AI Seminar: Structured (Syntactic) Prediction without Structured Representations
David Vilares Calvo, Research Associate at the University of A Coruña.
The application of neural architectures to syntactic parsing to obtain context-aware feature representations has made it possible to parse natural language into phrase structure or dependency grammars with conceptually simpler models than before. I will first talk about such 'deep' conversion of natural language parsers to then discuss the work that we have been doing at the FASTPARSE ERC Starting Grant project to achieve simpler and faster models; by casting different parsing paradigms as sequence labeling. This strategy allows to establish a one-to-one mapping from words to their full syntactic structure, and it can be used together with any generic sequence tagging framework used in computer science, in order to create robust parsers.

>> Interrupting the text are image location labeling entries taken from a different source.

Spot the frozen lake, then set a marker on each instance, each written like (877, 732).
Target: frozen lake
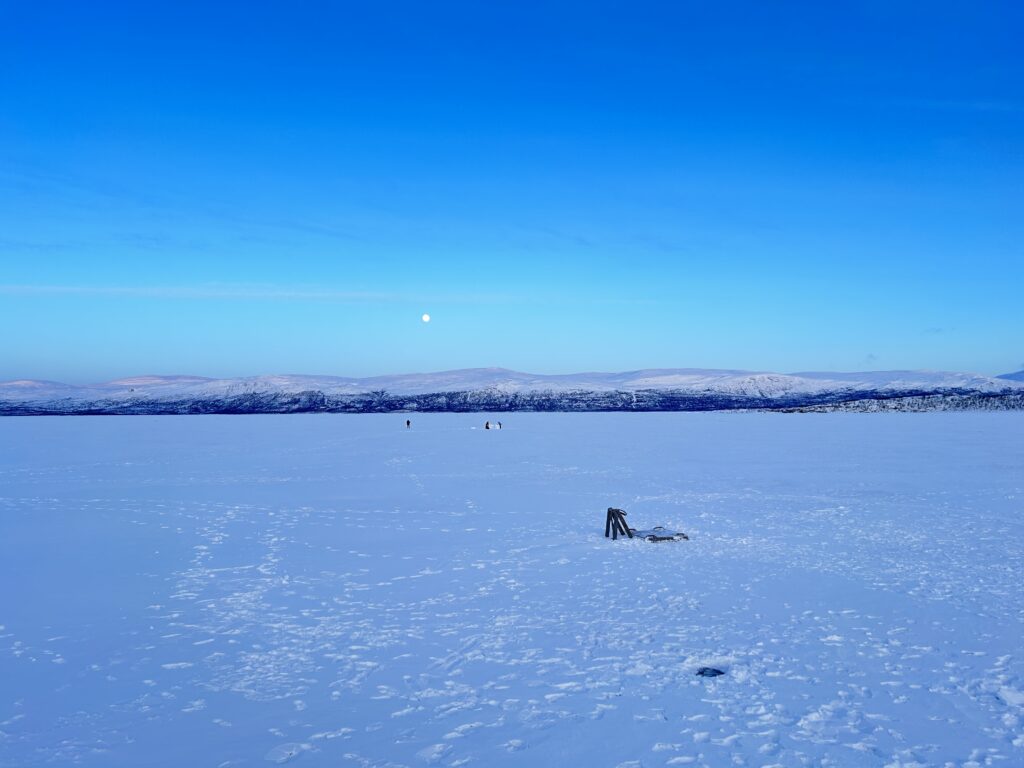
(245, 591)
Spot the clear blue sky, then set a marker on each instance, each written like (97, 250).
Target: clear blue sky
(226, 189)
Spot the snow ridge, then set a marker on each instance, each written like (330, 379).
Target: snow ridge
(501, 389)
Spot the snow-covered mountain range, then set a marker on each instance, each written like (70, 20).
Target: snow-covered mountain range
(500, 389)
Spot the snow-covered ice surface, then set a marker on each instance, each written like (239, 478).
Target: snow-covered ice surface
(338, 590)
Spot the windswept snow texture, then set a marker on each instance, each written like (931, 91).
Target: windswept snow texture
(333, 591)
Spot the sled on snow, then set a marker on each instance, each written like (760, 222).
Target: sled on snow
(615, 525)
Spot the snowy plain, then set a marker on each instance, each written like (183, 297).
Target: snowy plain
(337, 590)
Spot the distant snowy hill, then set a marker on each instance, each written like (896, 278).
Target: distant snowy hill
(500, 389)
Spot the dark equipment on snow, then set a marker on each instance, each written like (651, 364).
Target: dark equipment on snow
(614, 525)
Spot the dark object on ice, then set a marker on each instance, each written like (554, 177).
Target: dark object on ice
(614, 525)
(709, 672)
(658, 534)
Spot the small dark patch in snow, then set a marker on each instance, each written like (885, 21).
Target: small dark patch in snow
(709, 672)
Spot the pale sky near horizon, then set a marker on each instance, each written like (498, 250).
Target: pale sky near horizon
(240, 188)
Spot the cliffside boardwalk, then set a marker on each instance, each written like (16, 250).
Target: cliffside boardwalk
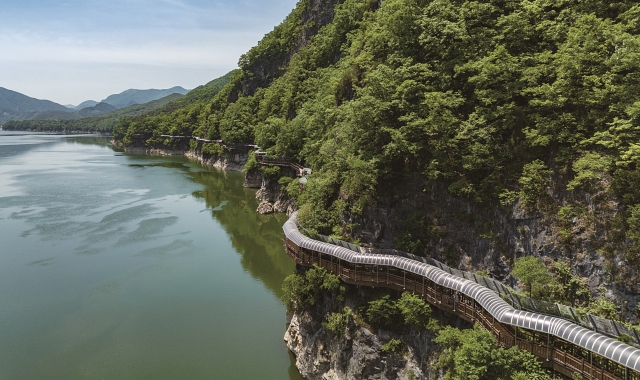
(560, 344)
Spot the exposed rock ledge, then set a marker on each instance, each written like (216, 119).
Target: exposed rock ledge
(322, 355)
(273, 198)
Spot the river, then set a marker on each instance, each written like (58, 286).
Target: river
(134, 267)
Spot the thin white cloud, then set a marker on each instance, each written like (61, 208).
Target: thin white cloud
(78, 50)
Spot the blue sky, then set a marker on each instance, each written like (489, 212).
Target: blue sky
(71, 51)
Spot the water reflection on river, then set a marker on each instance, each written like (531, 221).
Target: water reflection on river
(134, 267)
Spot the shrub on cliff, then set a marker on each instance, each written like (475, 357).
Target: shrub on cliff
(474, 354)
(302, 291)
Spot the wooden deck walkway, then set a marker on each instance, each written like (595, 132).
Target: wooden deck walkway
(556, 354)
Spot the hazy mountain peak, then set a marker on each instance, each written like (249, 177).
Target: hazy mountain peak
(134, 96)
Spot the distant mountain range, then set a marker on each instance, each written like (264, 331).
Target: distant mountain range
(132, 97)
(16, 106)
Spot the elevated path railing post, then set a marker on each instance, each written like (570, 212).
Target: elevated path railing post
(557, 358)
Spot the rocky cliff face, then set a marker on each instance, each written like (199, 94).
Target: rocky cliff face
(273, 198)
(474, 237)
(358, 353)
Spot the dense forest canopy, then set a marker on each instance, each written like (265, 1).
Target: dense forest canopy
(492, 97)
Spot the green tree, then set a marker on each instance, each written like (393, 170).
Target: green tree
(473, 354)
(530, 271)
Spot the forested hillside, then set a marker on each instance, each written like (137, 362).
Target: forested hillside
(14, 105)
(493, 98)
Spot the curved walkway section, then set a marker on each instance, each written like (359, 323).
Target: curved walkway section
(605, 358)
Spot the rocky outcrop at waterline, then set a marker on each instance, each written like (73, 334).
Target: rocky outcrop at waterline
(358, 354)
(273, 198)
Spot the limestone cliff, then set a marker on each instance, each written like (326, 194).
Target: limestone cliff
(358, 353)
(424, 216)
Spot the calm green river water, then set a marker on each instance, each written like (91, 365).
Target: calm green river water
(115, 266)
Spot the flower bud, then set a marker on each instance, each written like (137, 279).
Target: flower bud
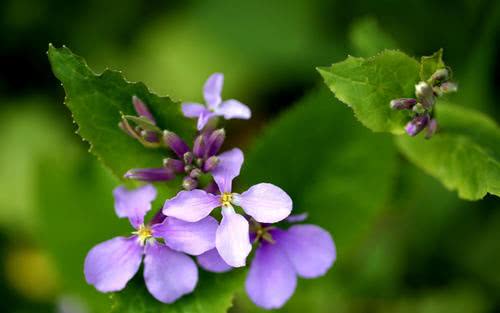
(448, 87)
(189, 183)
(210, 163)
(215, 141)
(174, 165)
(141, 109)
(440, 75)
(431, 128)
(425, 94)
(150, 174)
(403, 103)
(416, 125)
(175, 143)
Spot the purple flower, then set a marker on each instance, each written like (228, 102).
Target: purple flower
(169, 273)
(192, 162)
(215, 106)
(265, 202)
(307, 251)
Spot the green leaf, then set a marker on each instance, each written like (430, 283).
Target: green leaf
(338, 171)
(464, 155)
(214, 294)
(368, 85)
(96, 102)
(429, 64)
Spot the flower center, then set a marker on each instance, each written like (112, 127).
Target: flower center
(226, 199)
(144, 233)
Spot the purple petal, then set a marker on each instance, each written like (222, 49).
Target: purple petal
(266, 203)
(232, 240)
(212, 261)
(309, 247)
(233, 109)
(271, 280)
(212, 90)
(192, 238)
(168, 274)
(150, 174)
(297, 218)
(192, 109)
(111, 264)
(191, 206)
(134, 203)
(228, 168)
(203, 119)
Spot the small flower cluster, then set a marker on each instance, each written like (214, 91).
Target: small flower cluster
(184, 226)
(422, 106)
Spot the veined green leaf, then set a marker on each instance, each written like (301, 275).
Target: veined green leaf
(368, 85)
(97, 102)
(464, 155)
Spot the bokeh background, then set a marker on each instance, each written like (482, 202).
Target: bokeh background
(418, 248)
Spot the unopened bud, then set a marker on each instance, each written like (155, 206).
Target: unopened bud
(189, 183)
(150, 174)
(210, 163)
(141, 109)
(175, 143)
(425, 94)
(440, 75)
(448, 87)
(215, 141)
(403, 103)
(431, 128)
(416, 125)
(173, 164)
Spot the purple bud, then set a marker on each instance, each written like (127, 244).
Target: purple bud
(142, 109)
(215, 141)
(195, 173)
(199, 146)
(425, 94)
(189, 183)
(403, 103)
(210, 163)
(150, 174)
(416, 125)
(188, 158)
(448, 87)
(175, 143)
(173, 165)
(431, 128)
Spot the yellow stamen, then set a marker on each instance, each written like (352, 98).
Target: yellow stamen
(226, 199)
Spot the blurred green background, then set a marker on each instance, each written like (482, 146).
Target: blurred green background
(405, 243)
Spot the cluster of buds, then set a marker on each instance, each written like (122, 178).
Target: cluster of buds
(422, 106)
(193, 162)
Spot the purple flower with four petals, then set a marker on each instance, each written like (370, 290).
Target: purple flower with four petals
(266, 203)
(307, 251)
(212, 90)
(168, 272)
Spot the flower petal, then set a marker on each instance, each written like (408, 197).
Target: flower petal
(212, 90)
(111, 264)
(212, 261)
(192, 238)
(134, 203)
(233, 109)
(232, 240)
(191, 206)
(168, 274)
(192, 110)
(271, 280)
(266, 203)
(228, 168)
(310, 249)
(203, 119)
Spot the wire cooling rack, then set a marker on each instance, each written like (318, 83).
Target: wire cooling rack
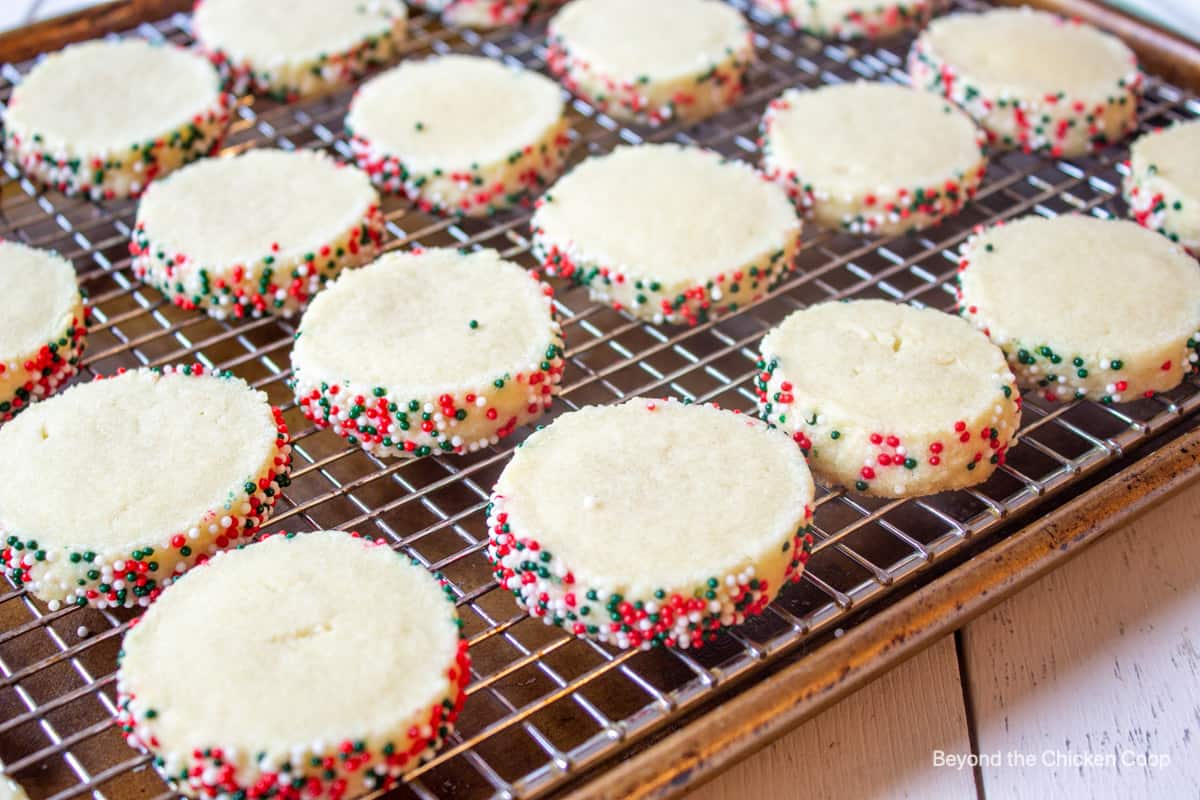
(544, 707)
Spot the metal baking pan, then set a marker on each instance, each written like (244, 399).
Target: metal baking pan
(550, 715)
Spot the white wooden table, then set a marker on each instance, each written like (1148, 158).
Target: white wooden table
(1084, 685)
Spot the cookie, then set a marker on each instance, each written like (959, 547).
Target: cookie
(460, 134)
(366, 671)
(888, 400)
(255, 234)
(847, 19)
(1085, 307)
(625, 523)
(42, 325)
(873, 158)
(429, 353)
(10, 789)
(1163, 184)
(112, 489)
(652, 62)
(667, 233)
(105, 118)
(484, 13)
(1032, 79)
(287, 49)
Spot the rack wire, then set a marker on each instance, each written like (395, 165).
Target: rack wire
(545, 707)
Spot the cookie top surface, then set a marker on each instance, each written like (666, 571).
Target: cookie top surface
(131, 458)
(869, 134)
(405, 322)
(455, 112)
(649, 210)
(275, 31)
(1031, 50)
(630, 38)
(887, 365)
(1104, 283)
(102, 95)
(1174, 152)
(223, 211)
(358, 641)
(37, 298)
(653, 479)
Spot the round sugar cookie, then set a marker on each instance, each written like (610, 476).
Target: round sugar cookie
(105, 118)
(288, 49)
(652, 62)
(667, 233)
(847, 19)
(42, 325)
(627, 524)
(113, 488)
(10, 789)
(429, 353)
(1085, 307)
(365, 679)
(873, 158)
(1032, 79)
(889, 400)
(484, 13)
(255, 234)
(1163, 184)
(460, 134)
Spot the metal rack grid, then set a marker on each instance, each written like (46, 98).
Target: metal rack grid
(544, 705)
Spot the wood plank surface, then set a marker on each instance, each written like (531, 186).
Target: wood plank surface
(1095, 671)
(1090, 678)
(875, 744)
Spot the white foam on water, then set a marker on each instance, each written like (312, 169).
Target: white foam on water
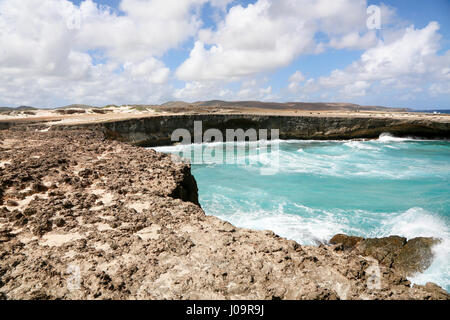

David is a Research Associate at the University of A Coruña (Spain), where he develops techniques and algorithms to improve the speed and simplicity of natural language parsers. Before that, he did his Ph.D. on compositional language processing for multilingual sentiment analysis, and his thesis was awarded one of the six National Computer Science Awards by the BBVA Foundation and The Spanish Scientific Society for Computer Science. David is also interested in research topics that connect natural language processing with social media analytics to extract useful information from unstructured data.
The seminar is free and open for everyone.
This seminar is a part of the AI Seminar Series organised by SCIENCE AI Centre. The series highlights advances and challenges in research within Machine Learning, Data Science, and AI. Like the AI Centre itself, the seminar series has a broad scope, covering both new methodological contributions, ground-breaking applications, and impacts on society.